Les Etats-Unis révisent leur politique antidrogue en Afghanistan
TRIESTE, Italie - Les Etats-Unis vont remanier de fond en comble leur stratégie antidrogue en Afghanistan en abandonnant peu à peu l'éradication du pavot, a déclaré samedi l'émissaire de Washington au Pakistan et en Afghanistan.
Richard Holbrooke, qui prenait part à une conférence du Groupe des Huit (G8) sur la stabilisation de l'Afghanistan, s'est aussi entretenu des mesures visant à y favoriser le bon déroulement du scrutin présidentiel du 20 août prochain.
Washington a quasiment doublé ses effectifs militaires pour combattre l'insurrection des taliban et assurer la sécurité durant l'élection.
"La politique occidentale contre la culture de l'opium, la culture du pavot, a échoué.
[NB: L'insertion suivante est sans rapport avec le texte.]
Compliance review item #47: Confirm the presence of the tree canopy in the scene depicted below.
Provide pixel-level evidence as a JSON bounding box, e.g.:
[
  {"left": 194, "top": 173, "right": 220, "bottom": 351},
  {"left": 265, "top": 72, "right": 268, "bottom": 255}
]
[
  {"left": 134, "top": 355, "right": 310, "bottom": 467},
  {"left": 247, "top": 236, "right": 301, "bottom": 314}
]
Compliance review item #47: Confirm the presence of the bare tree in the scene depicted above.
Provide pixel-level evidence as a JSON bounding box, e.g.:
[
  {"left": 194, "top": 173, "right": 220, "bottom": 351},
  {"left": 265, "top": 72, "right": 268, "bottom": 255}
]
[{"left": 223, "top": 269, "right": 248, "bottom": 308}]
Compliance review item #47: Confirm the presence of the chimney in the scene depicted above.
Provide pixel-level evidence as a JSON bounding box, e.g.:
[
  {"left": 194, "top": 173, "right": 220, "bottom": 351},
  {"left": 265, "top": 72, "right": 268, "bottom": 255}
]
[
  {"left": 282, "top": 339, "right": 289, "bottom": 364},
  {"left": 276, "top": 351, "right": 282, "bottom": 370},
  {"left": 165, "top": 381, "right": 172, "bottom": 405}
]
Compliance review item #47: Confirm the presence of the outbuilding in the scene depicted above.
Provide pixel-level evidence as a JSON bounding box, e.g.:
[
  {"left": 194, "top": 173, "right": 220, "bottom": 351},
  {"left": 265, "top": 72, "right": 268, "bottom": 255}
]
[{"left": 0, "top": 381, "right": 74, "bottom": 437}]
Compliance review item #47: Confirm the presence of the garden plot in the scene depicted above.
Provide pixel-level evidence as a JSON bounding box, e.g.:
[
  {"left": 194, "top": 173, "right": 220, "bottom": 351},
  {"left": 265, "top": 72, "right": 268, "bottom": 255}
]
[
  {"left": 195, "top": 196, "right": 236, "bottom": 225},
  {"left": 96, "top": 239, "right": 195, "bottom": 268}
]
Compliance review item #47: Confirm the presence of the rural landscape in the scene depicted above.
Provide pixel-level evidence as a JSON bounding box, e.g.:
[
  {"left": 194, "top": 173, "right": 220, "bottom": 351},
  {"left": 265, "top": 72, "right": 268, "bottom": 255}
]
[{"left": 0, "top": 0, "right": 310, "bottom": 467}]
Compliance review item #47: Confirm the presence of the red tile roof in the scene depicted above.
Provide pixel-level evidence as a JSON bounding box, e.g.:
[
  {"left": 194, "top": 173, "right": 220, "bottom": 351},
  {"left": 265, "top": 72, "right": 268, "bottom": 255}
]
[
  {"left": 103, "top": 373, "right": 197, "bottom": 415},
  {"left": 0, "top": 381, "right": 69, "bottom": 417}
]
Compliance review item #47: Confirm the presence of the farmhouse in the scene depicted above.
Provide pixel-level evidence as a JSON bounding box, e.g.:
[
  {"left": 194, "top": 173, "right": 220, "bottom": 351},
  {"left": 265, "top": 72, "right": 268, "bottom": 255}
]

Elle n'a porté aucun préjudice aux taliban mais a mis des cultivateurs au chômage", a dit Holbrooke à Reuters après une série d'entretiens bilatéraux à Trieste.
"Nous ne favoriserons plus l'éradication des cultures. Nous allons l'abandonner progressivement", a-t-il indiqué en précisant que l'effort porterait dorénavant sur l'interception des drogues et des produits chimiques utilisés pour les fabriquer ainsi que sur la chasse aux trafiquants.
Quelques activités d'éradication pourraient rester tolérées mais exclusivement dans des zones restreintes, a-t-il ajouté.
L'Afghanistan produit plus de 90% de l'héroïne mondiale.
Malgré les millions de dollars consacrés à la politique anti-stupéfiants, la production de drogue a considérablement augmenté jusqu'à l'an dernier. Selon des statistiques de l'Onu, la production afghane d'opiacés a été multipliée par plus de 40 depuis la chute des taliban, chassés de Kaboul par l'intervention alliée de la fin 2001.
Selon Franco Frattini, chef de la diplomatie italienne, Holbrooke a informé les délégués que les Etats-Unis allaient réduire le financement des programmes d'éradication tout en débloquant plusieurs centaines de millions de dollars pour soutenir les cultures légales.
ÉLECTION CRUCIALE
Antonio Maria Costa, directeur de l'Office de l'Onu pour le contrôle des drogues et la répression du crime, a déclaré à Reuters que la stratégie d'éradication américaine s'était réduite à "une triste plaisanterie" :
"Triste, parce que beaucoup de policiers et de soldats afghans (...) ont été tués et qu'on n'a éradiqué qu'environ 5.000 hectares, soit à peu près trois pour cent du volume."
L'Iran a refusé de participer à la réunion, mais Antonio Maria Costa a dit que Téhéran coopérait à une action multilatérale visant à contrer le trafic en provenance d'Afghanistan et avait lancé des opérations anti-stupéfiants avec les autorités afghanes et pakistanaises.
"C'est tout à fait nouveau, cela ne se voyait pas dans le passé", a-t-il noté.
Dans un communiqué, les 45 pays et organisations internationales présents à la conférence s'engagent à étudier les moyens d'accroître l'aide humanitaire au Pakistan, où près de deux millions d'habitants ont été déplacés par des combats.
Richard Holbrooke a déclaré que les alliés n'en faisaient pas assez. "Les Etats-Unis sont de loin le premier donateur dans la crise des réfugiés du Pakistan. Cela ne me gêne pas (...) mais d'autres pays ne font pas ce qu'on peut attendre à mon sens", a-t-il dit, ajoute que certains ministres lui avaient assuré en privé que leurs pays accentueraient leur effort.
Le scrutin afghan est jugé crucial pour le président Hamid Karzaï et pour Washington. Des délégués ont souligné - non sans songer à la présidentielle iranienne - l'importance d'une consultation libre, équitable et crédible.
Karzaï a exhorté samedi les taliban et leurs alliés à voter au lieu de perturber les opérations électorales. Frattini s'en est réjoui en notant que les pays de la Ligue arabes et du Golfe se montraient très intéressés par cette démarche.
Richard Holbrooke a dit que de hauts responsables américains considéraient cette élection comme "l'événement le plus important de l'année". "L'équité de cette élection déterminera la crédibilité et la légitimité du gouvernement. Nous venons d'assister à un cas spectaculairement malheureux tout près de là, en Iran", a-t-il déclaré.
"Dans ces situations, la gouvernance devient plus difficile. Aussi (...) aimerions-nous voir un gouvernement élu par son peuple dans des conditions crédibles, qui serait jugé légitime par le peuple et par la communauté internationale."